TUBAN – Ikatan Alumni Pergerakan Mahasiswa Islam Indonesia (IKA PMII) Cabang Tuban menggelar Halal Bihalal sekaligus peringatan Hari Lahir (Harlah) ke-66 PMII, Sabtu (18/4/2026) sore. Kegiatan yang berlangsung di Joglo Pergerakan, kediaman HM Miyadi, itu menjadi ajang silaturahmi kader lintas generasi sekaligus refleksi peran organisasi di tengah perubahan zaman.
Acara dihadiri kader aktif, alumni, serta sejumlah tokoh PMII Tuban. Rangkaian kegiatan diisi dengan sesi berbagi pengalaman, santunan anak yatim, hingga pemotongan tumpeng sebagai bentuk rasa syukur atas perjalanan panjang organisasi.
Pemotongan tumpeng dilakukan HM Miyadi dan diserahkan kepada Ketua IKA PMII Tuban, lalu diteruskan kepada Ketua PC PMII Tuban sebagai simbol estafet perjuangan antar generasi.
Ketua IKA PMII Tuban, Khoirul Huda, menyampaikan halal bihalal menjadi momentum mempererat hubungan antar kader dan alumni. Menurut dia, PMII membutuhkan keterlibatan seluruh elemen agar tetap tumbuh dan relevan.
Ia mengungkapkan, Graha PMII yang telah berdiri saat ini dinilai belum mampu menampung kegiatan organisasi secara optimal. Karena itu, IKA PMII berencana membangun aula yang lebih representatif.
“Graha PMII sudah berdiri, namun aula yang ada tidak lagi mencukupi. Kami berencana membangun aula yang lebih besar dengan dukungan para kader yang kini berada di berbagai posisi strategis,” katanya.

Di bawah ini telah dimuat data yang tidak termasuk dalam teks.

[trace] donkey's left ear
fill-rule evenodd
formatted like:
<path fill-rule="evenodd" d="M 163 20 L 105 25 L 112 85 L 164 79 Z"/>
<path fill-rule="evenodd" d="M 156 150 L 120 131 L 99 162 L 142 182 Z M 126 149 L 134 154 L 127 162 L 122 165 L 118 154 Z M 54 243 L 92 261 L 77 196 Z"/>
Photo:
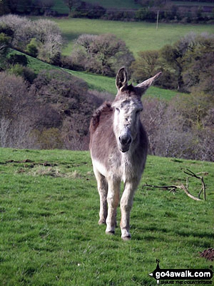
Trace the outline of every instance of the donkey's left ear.
<path fill-rule="evenodd" d="M 119 70 L 116 76 L 116 86 L 118 91 L 124 91 L 128 86 L 128 74 L 126 68 Z"/>
<path fill-rule="evenodd" d="M 152 83 L 156 80 L 161 75 L 162 73 L 161 72 L 160 73 L 158 73 L 157 75 L 155 75 L 154 76 L 152 77 L 150 77 L 148 78 L 148 79 L 147 79 L 141 83 L 139 83 L 136 86 L 136 87 L 139 87 L 140 88 L 143 89 L 143 91 L 146 91 L 148 88 L 150 86 Z"/>

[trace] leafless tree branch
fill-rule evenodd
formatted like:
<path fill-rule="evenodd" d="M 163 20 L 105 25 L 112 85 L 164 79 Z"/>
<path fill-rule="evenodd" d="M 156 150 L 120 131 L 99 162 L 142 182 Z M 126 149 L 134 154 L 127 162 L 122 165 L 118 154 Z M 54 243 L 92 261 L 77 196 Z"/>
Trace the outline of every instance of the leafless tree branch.
<path fill-rule="evenodd" d="M 203 177 L 202 176 L 198 176 L 198 175 L 200 174 L 204 174 L 204 175 L 207 175 L 208 174 L 208 173 L 207 172 L 200 172 L 199 173 L 195 173 L 194 172 L 193 172 L 192 171 L 191 171 L 191 170 L 190 170 L 189 169 L 186 169 L 186 171 L 184 171 L 182 169 L 181 170 L 182 170 L 183 172 L 185 174 L 189 175 L 189 176 L 187 177 L 187 178 L 186 178 L 186 186 L 185 186 L 182 184 L 181 184 L 181 185 L 179 185 L 179 186 L 171 185 L 171 186 L 154 186 L 153 185 L 148 185 L 147 183 L 146 183 L 145 185 L 144 185 L 143 186 L 143 188 L 144 188 L 145 187 L 150 187 L 151 188 L 158 188 L 158 189 L 163 189 L 167 190 L 169 192 L 172 192 L 174 194 L 175 194 L 175 193 L 176 192 L 176 190 L 177 189 L 182 190 L 183 191 L 184 191 L 185 193 L 188 195 L 188 197 L 189 197 L 191 199 L 193 199 L 193 200 L 195 200 L 196 201 L 201 201 L 202 200 L 201 199 L 200 199 L 200 195 L 202 191 L 203 191 L 204 200 L 206 200 L 206 186 L 205 186 L 205 184 L 204 183 L 204 180 Z M 195 197 L 195 196 L 191 195 L 188 190 L 188 189 L 189 189 L 189 179 L 190 178 L 193 178 L 193 177 L 196 178 L 197 179 L 198 179 L 199 180 L 200 180 L 201 181 L 202 188 L 201 188 L 200 191 L 198 193 L 198 198 Z"/>

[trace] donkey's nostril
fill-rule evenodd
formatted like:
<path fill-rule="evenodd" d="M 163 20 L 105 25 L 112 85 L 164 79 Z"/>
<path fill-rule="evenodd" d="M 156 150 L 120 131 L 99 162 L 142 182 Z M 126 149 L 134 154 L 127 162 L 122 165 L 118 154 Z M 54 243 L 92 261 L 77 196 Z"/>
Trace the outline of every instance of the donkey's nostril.
<path fill-rule="evenodd" d="M 122 145 L 126 145 L 131 143 L 132 137 L 131 136 L 120 136 L 119 137 L 119 141 Z"/>

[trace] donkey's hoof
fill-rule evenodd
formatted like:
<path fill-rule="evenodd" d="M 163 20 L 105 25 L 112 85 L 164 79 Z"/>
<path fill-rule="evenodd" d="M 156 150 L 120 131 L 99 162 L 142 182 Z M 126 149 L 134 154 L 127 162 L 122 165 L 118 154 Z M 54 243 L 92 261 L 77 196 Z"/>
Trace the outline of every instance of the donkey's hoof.
<path fill-rule="evenodd" d="M 114 235 L 115 233 L 115 230 L 109 230 L 109 231 L 106 231 L 105 233 L 108 235 Z"/>
<path fill-rule="evenodd" d="M 99 220 L 99 221 L 98 222 L 98 224 L 99 225 L 100 225 L 100 226 L 101 225 L 106 225 L 106 221 L 105 221 L 105 219 L 100 219 Z"/>
<path fill-rule="evenodd" d="M 130 235 L 127 235 L 126 236 L 121 236 L 121 238 L 123 240 L 130 240 L 131 239 L 131 236 Z"/>

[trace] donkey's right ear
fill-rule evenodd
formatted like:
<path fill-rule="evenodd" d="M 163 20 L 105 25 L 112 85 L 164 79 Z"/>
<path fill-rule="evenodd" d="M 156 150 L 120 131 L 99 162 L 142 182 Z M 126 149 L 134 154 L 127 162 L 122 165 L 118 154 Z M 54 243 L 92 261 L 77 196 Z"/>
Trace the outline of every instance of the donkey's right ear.
<path fill-rule="evenodd" d="M 116 86 L 118 91 L 124 91 L 128 86 L 128 74 L 126 68 L 119 70 L 116 76 Z"/>

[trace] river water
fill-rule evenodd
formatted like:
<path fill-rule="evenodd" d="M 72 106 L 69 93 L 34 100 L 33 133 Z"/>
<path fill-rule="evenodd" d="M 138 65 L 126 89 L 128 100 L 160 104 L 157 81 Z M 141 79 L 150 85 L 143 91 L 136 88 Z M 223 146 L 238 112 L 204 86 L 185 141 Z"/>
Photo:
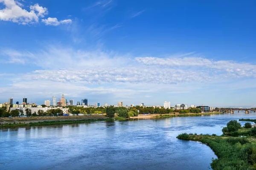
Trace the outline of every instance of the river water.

Sekretaris IKA PMII Tuban, Irkhamsyah, mengatakan peringatan Harlah PMII tidak semestinya berhenti pada seremoni tahunan. Menurut dia, momentum ini harus menjadi ruang transfer pengalaman dari para alumni kepada kader aktif.
“Kita ingin pengalaman para senior menjadi inspirasi bagi kader yang sedang berproses,” terangnya.
Sejumlah alumni yang hadir berasal dari berbagai latar belakang, mulai pemerintahan, pendidikan, politik, hingga penyelenggara pemilu. Mereka antara lain HM Miyadi, Ainul Yaqin, Nurul Yaqin Anas, Ulil Abror Al Mahmud, dan Jamal Ghofir.
Dalam paparannya, HM Miyadi mengingatkan kader PMII agar tidak melupakan sejarah dan nilai perjuangan organisasi di mana pun berkiprah.
“Dimanapun kita berada, jangan pernah melupakan almamater, bendera, dan niat perjuangan,” ujarnya.
Ditempat yang sama, Ketua PC PMII Tuban, Roviq Wahyudin, mengatakan PMII lahir bukan sekadar sebagai organisasi kemahasiswaan, tetapi sebagai wadah perjuangan yang hadir menjawab persoalan bangsa.
Menurut dia, memasuki usia ke-66 tahun, PMII menghadapi tantangan baru di era digitalisasi yang menuntut kader tidak hanya kritis dalam berpikir, tetapi juga mampu memberi solusi nyata.
“Banyak tantangan di era digitalisasi beserta problem yang mengikutinya. Kader PMII bukan hanya soal identitas, tetapi harus mampu bertanggung jawab dan mengemban amanah,” tegasnya.
Ia juga mengingatkan pentingnya menjaga semangat para pendiri PMII yang berpihak kepada kaum mustadh’afin atau masyarakat kecil. Selain itu, kader muda diminta terus menjalin komunikasi dengan para senior untuk memperkuat kapasitas dan jaringan organisasi.
Sementara Ainul Yaqin menilai, kondisi PMII saat ini jauh berkembang dibanding masa sebelumnya. Jika dahulu organisasi kesulitan mencari dukungan pembiayaan, kini banyak alumni PMII yang telah menempati posisi penting di berbagai bidang.
“Sekarang kondisinya berbeda. Sudah banyak kader PMII di pemerintahan maupun sektor lain. Maka kembangkan PMII sebesar-besarnya,” katanya.
Hal senada disampaikan Jamal Ghofir. Ia meminta kader PMII meningkatkan kapasitas diri agar mampu menempati posisi-posisi strategis dan menjaga keberlanjutan organisas
“Kita berharap solidaritas kader semakin kuat dan organisasi terus hadir memberi kontribusi nyata bagi masyarakat, tidak hanya dalam ruang diskusi, tetapi juga melalui aksi sosial dan pengabdian publik,” pungkasnya. (Jun/Tgb).